John Ioannidis: Oh, goodness--

Russ Roberts: It's a trick question. Sorry.

John Ioannidis: So much potential for making mistakes and errors. And, you know, just finding biases. Or not knowing about biases that you have in your own work. That, some humility is indispensible. I think that this is what's really interesting, and nice about science--that there's no end to revealing how many mistakes you can detect and you can fix. And, saying that I have detected the final mistake and now I have been doing perfect research, that's very presumptuous. So, I'm trying to not forget that. And I'm trying to keep reminding myself that maybe all of my work is wrong. Who knows?

Russ Roberts: Well, what are you working on? You took on economics lately. What else are you working on?

John Ioannidis: So, as part of the work that we are doing at the Meta Research Innovation Center at Stanford, the big privilege is that we can work across very different types of domains. And, I'm surprised and excited to see that many of the problems that we have seen by medical fields are not just applicable to these biomedical fields. They accure [?accrue?] in very different areas. So, we have a great network of collaborators, and I really enjoy working with people who are not in my core fields, because they can really teach me about what is going on in their field, and what are the issues. So, my collaboration with Tom [T. D. Stanley?] and with Hristos Doucouliagos in that paper was really fascinating for me, because obviously I'm not an economist. And getting to know that literature from an insider view was really fascinating. At the moment I'm working on appraising biases and trying to test out solutions in very different fields. And then, it's--there's really no end to it. I think that there's a lot of exciting work happening in psychology and social sciences. Economics just as well--it has some very exciting leads at the moment. There's a lot of questions on Big Data, on registration of different types of studies, on new designs for randomized trials, for advantages and disadvantages of experimental design versus observational data. On pragmatism. On how do you differentiate between credibility and utility in research? Implementation issues of research practices; reward systems and incentives; trying to network different universities and leadership of universities and funding agencies and re-addressing and re-discussing how do they prioritize rewarding and promoting and funding scientists? So, it's--I feel a little bit like a kid in a candy shop. There's so many things going on. And, all of that is just so exciting.

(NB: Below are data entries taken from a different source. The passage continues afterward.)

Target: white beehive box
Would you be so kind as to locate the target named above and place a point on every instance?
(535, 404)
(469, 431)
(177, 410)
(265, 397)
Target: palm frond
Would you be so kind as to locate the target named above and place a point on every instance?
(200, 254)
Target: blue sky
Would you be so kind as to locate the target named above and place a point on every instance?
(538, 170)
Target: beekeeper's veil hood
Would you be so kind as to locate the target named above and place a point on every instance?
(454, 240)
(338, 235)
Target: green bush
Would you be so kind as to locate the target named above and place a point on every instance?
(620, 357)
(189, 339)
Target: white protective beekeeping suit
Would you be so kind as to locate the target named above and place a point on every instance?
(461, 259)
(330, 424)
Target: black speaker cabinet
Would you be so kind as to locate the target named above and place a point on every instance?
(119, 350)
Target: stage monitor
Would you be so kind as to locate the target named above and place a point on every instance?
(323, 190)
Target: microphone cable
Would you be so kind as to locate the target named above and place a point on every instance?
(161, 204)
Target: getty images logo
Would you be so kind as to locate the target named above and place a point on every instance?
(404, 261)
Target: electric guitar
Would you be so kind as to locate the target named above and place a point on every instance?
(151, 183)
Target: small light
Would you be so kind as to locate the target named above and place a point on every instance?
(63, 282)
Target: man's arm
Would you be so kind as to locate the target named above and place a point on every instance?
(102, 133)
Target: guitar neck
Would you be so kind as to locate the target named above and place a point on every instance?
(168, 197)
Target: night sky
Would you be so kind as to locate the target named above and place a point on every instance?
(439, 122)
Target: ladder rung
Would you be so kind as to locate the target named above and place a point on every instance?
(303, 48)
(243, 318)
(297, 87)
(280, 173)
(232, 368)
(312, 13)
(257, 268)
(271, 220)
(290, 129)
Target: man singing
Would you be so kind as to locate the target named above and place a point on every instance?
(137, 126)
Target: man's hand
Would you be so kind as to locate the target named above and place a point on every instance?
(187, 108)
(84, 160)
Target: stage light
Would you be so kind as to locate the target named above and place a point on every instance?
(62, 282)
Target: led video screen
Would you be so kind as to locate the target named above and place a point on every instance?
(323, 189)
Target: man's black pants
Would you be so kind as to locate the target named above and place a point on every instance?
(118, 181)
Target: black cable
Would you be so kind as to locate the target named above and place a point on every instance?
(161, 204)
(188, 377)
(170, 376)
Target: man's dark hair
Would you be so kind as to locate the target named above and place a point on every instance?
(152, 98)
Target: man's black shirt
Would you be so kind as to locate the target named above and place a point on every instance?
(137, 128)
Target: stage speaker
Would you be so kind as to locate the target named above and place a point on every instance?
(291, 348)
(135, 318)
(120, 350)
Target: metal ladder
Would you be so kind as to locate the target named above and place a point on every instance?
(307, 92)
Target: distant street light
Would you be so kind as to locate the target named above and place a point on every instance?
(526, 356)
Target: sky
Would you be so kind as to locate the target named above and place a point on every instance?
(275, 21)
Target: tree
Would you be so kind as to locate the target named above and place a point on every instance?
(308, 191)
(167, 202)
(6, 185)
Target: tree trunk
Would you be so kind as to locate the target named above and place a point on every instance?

Russ Roberts: Well, as an economist, although all the--I would call it the nuts and bolts of good science: Transparency, ideas of registration, survey/research design, experimental design--these are all really, really important, and it's important to try to get them right. I would just suggest that it's hard to get them right in a world where we as academics now can make a large sum of money, and we're getting on the front page of the New York Times--it's still a lot of fun, and also the institutions that we work for really like that. So, as long as that's there, your big challenge--and I salute you for taking it on--is: How do you fight against that fundamental incentive? We have this romance about our task that we are just truth-seekers. But we are also human. And those financial incentives have changed so much over the last 50 years, for the mainstream members of economics and other fields.

John Ioannidis: Mmm-hmm. Well, there's clearly some incentives that are misaligned. But, the question is: How can you really realign them? And I don't think there's anything wrong, necessarily, with financial incentives. It's just an issue of: How do you get them to work for you and for better science rather than for more short term gains?